In clinical drug trials, we have the concept of SDV--Source Data Verification. Someone checks every data point against the official source record, usually a medical chart. We track the % of data points that have been verified. For important data (e.g., Adverse Events), the goal is to get SDV to 100%.
As you can imagine, this is expensive.
Will LLMs help to make this cheaper? I don't know, but if we can give this tedious, detail-oriented work to a machine, I would love it.
People who don't heed this advice get to discover it for themselves (I sure did)
IF you can't make the data convincing, you'll lose all trust, and nobody will do business with you.
> Authors should have their work proof read
Agreed.
Opening passage:
> A quick plot of the latitude and longitude shows some clear outliners
"outliners"
Ouch!
I have written my own Home Assistant custom component for the UK fuel finder data, and yes, the data really is that bad.
But, hey, we’re all wise after the event.

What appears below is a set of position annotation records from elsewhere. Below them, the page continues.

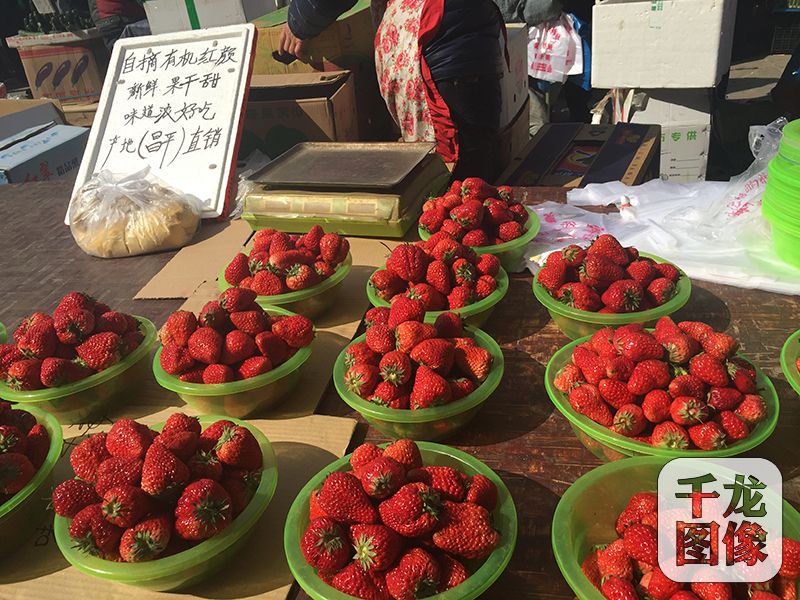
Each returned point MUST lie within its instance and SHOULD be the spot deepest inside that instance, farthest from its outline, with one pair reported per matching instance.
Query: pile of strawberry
(607, 278)
(24, 445)
(680, 386)
(405, 363)
(627, 568)
(141, 495)
(393, 528)
(232, 338)
(475, 213)
(281, 263)
(81, 337)
(441, 273)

To their credit though, they do seem to be actively reacting to feedback. I also contacted them about the bad data issue, and they are now adding user warnings about bad price values at the point of data entry (according to https://www.developer.fuel-finder.service.gov.uk/release-not...).
"Stop Publishing Garbage Data, It’s Embarrassing"
To the rather lamer:
"Twice this week, I have come across embarassingly bad data"
?
Easy type to make, but seriously, does no one even take a cursory look at the charts when publishing articles like this? The chart looks _obviously_ wrong, so imagine how many are only slightly wrong and are missed.
The fuel prices one could surely be solved with a tiny bit of validation; are the coordinates even within a reasonable range? Fortunately, in the UK, it's really easy to tell which is latitude and which is longitude due to one of them being within a digit or two of zero on either side.